Converting 3rd downs would certainly help. That 2-11 figure against Cleveland, Tampa and Baltimore includes one successful passing conversion in nine attempts. Of those nine attempts, seven were targets to Antonio Brown. If I’m game-planning against Pittsburgh, that jumps out at me. Late in games, the Steelers are forcing the ball to AB.

One can assume, then, that defenses will help on or rotate their coverage towards Brown. This should open up one-on-one opportunities for other receivers. As Jeff wrote about recently, Juju Smith-Schuster has been the NFL’s most productive receiver from the slot this season. The Steelers should look to take advantage of this, where a favorable matchup against a nickel corner like Darqueze Dennard awaits. I like this matchup on a crucial 3rd down much better than targeting Brown against Dre Kirkpatrick or William Jackson with either zone help underneath or man help over the top. When everyone in the stadium knows where the ball is going, chances are pretty good the defense can stop it. If watching the Patriots over the years has taught us anything, it should be that the smart play doesn’t necessarily involve the best player but the best matchup.

Defensively, the Steelers must defend the sticks to win on 3rd down. When you read the play-by-play of the Cincinnati offense this season, you see a whole bunch of “Andy Dalton pass short right/left/middle to Boyd/Green/Bernard/etc.” This is especially true on 3rd downs, where the Bengals scheme to win the sticks. If it’s 3rd and 7, Cincy is pushing the safeties deep with vertical routes so they can hit the intermediate stuff just beyond the markers. If you give them soft corners, they’re running eight yard hitches or speed outs. If you bring the blitz, they throw the swings and checkdowns. To wit: on the 16 play, 75 yard drive that beat Atlanta, Dalton went 7-11 for 65 yards with, as per ESPN’s Gamecast, every throw but one described as “short” (the one long pass was an incompletion to Green).

The short passing game, then, is Dalton’s comfort zone. Playing soft zone and backpeddling against him seems like a recipe for disaster. Whatever the Steelers typically do in late-game 3rd down situations, they should change it up. Press the Bengal receivers. Or drop eight and build a (steel) curtain at the sticks. Dare Cincy to throw the deep ball. A soft defense will be death by a thousand cuts. The Steelers need to defend the underneath zones aggressively and challenge their corners (and their pass rushers) to make big plays.

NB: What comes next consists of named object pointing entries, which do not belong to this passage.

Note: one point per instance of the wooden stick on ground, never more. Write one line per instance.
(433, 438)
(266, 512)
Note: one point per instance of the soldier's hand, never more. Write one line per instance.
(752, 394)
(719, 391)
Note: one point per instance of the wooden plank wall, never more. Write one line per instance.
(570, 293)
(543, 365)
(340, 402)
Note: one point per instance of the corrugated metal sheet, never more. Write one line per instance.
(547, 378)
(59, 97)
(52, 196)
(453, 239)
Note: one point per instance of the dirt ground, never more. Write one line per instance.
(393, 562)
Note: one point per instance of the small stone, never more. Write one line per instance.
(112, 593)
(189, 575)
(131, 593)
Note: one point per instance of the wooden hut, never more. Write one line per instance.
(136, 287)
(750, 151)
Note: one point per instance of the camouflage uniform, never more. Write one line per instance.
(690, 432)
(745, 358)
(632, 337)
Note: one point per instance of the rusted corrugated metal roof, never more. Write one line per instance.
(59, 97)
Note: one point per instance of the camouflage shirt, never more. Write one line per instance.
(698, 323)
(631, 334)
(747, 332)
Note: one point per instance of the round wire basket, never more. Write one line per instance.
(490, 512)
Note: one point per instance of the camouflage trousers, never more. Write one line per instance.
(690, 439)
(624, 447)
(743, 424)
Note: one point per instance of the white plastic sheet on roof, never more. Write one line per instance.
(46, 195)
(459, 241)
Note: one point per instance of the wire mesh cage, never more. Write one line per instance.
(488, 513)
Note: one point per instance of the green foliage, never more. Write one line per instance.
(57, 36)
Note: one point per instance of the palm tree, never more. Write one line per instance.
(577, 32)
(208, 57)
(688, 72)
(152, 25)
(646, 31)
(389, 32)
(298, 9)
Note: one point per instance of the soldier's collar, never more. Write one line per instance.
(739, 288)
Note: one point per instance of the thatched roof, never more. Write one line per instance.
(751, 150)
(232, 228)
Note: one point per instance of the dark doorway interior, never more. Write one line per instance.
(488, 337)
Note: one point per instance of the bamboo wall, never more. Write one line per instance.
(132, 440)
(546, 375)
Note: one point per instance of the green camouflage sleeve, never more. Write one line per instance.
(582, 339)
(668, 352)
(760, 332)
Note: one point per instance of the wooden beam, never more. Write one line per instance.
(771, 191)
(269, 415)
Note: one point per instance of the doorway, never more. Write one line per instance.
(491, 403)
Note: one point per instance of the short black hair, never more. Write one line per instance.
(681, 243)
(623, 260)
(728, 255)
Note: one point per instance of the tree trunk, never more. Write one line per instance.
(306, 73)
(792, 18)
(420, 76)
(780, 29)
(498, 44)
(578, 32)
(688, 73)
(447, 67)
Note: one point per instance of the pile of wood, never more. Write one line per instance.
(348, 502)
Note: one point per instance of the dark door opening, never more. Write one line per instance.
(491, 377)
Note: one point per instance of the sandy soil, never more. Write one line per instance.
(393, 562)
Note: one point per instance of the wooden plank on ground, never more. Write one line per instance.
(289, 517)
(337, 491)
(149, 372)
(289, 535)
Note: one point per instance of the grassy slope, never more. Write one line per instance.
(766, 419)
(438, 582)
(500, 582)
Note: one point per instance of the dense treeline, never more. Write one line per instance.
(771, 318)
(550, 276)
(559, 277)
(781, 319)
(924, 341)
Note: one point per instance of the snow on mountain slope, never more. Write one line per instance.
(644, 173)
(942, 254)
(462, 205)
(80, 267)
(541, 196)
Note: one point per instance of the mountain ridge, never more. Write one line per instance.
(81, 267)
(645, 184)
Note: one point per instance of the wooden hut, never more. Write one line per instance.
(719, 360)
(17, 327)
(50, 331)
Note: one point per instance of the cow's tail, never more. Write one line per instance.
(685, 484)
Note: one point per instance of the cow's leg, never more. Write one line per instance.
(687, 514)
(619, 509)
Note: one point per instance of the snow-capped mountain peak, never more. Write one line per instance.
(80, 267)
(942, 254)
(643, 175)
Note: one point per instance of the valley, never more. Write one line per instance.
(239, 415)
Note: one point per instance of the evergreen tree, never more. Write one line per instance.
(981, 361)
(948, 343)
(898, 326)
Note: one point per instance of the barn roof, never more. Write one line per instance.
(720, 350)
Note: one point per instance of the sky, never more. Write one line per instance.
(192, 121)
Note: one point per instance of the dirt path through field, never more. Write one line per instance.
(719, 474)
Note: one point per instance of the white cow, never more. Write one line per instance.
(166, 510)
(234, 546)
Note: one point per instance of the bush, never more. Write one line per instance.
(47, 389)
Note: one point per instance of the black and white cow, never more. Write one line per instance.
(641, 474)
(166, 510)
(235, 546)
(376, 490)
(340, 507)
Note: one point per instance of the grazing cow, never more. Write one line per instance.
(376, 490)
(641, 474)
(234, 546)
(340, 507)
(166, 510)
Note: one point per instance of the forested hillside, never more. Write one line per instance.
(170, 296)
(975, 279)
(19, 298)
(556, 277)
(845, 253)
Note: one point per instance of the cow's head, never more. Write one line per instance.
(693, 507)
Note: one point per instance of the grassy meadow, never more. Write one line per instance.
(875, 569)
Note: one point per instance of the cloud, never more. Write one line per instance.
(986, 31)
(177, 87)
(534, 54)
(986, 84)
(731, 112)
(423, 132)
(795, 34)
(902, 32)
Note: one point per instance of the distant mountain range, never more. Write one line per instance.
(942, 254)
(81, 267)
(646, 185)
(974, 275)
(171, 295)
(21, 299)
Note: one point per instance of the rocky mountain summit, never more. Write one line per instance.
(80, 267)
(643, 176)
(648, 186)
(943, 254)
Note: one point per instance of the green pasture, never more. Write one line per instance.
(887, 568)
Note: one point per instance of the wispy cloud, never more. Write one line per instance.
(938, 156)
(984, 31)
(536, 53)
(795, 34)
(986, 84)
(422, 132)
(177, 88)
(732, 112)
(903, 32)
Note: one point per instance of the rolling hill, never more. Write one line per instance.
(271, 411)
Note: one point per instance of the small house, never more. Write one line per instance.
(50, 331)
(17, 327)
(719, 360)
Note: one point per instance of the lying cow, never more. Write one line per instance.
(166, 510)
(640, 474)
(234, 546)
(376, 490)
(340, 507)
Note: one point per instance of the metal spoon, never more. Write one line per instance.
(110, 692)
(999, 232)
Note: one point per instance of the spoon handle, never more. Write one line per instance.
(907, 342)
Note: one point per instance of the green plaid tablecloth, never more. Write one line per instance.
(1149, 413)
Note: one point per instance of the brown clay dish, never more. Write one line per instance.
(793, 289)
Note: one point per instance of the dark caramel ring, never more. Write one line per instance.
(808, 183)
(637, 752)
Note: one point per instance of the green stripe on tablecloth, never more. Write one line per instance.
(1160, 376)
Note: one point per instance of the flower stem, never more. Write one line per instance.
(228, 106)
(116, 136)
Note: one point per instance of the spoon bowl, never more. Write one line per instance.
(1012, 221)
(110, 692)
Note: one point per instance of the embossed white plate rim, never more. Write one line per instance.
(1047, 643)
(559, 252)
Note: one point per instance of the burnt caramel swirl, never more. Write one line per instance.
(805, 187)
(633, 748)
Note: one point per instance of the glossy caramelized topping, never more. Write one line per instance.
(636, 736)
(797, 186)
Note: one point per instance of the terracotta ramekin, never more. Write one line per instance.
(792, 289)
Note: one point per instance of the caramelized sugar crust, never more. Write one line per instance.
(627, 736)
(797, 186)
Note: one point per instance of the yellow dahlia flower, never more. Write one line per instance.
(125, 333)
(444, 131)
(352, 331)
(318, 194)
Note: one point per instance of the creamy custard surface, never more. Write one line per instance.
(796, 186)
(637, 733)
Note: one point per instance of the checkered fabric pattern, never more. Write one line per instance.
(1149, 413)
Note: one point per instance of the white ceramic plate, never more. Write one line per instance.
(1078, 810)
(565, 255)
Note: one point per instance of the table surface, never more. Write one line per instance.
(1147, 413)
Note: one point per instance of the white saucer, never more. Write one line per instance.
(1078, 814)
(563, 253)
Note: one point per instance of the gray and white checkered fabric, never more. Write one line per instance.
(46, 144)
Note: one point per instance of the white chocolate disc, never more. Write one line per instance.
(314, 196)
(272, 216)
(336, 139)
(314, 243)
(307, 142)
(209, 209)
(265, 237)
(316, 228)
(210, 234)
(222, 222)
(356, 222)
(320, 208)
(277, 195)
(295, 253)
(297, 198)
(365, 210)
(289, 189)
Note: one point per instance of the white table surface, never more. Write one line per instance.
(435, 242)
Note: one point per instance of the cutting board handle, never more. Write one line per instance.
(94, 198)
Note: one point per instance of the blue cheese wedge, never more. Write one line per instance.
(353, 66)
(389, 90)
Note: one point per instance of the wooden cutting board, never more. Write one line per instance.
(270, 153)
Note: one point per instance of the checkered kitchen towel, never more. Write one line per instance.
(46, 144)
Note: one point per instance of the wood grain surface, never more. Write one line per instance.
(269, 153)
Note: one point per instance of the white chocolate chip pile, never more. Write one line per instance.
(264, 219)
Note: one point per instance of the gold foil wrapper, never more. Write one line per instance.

One last thought: in their last matchup, a 23-20 Steelers come-from-behind win in December, the Bengals targeted AJ Green 16 times. He caught only 7 of those throws for 77 yards, but two were red zone touchdowns. Just as the Steelers like to get the ball to Brown in big spots, the Bengals favor Green. The job of shadowing Green will likely fall to Joe Haden, who did an excellent job limiting Atlanta’s Julio Jones last week. No matter how Haden does against Green, the Steelers would be wise to give Cincinnati multiple looks late in the game to keep the Bengals guessing. Dropping a safety into the alley to Green’s side of the field will disrupt the timing on the short and intermediate routes Dalton favors, allowing Haden to play over the top more to defend vertical threats. The Steelers may want to keep something like this in their pocket for those crucial late situations and make the Bengals offensive staff adjust on the fly. Keith Butler and Mike Tomlin are going to have to play the long game and not show all of their moves early in anticipation of a tightly-contested football game.

Will breaking tendencies on both sides of the ball so the Steelers can excel in crucial situations be enough to win a divisional dogfight on the road? I don’t know. In games against familiar opponents, where tendencies are often exploited, it can’t hurt. Whatever the Steelers choose to do, they need to find a way to be efficient on 3rd downs and in the 4th quarter if they hope to keep their AFC North title hopes alive. Two and a half back with ten to go isn’t a death sentence. It just might feel like one, though.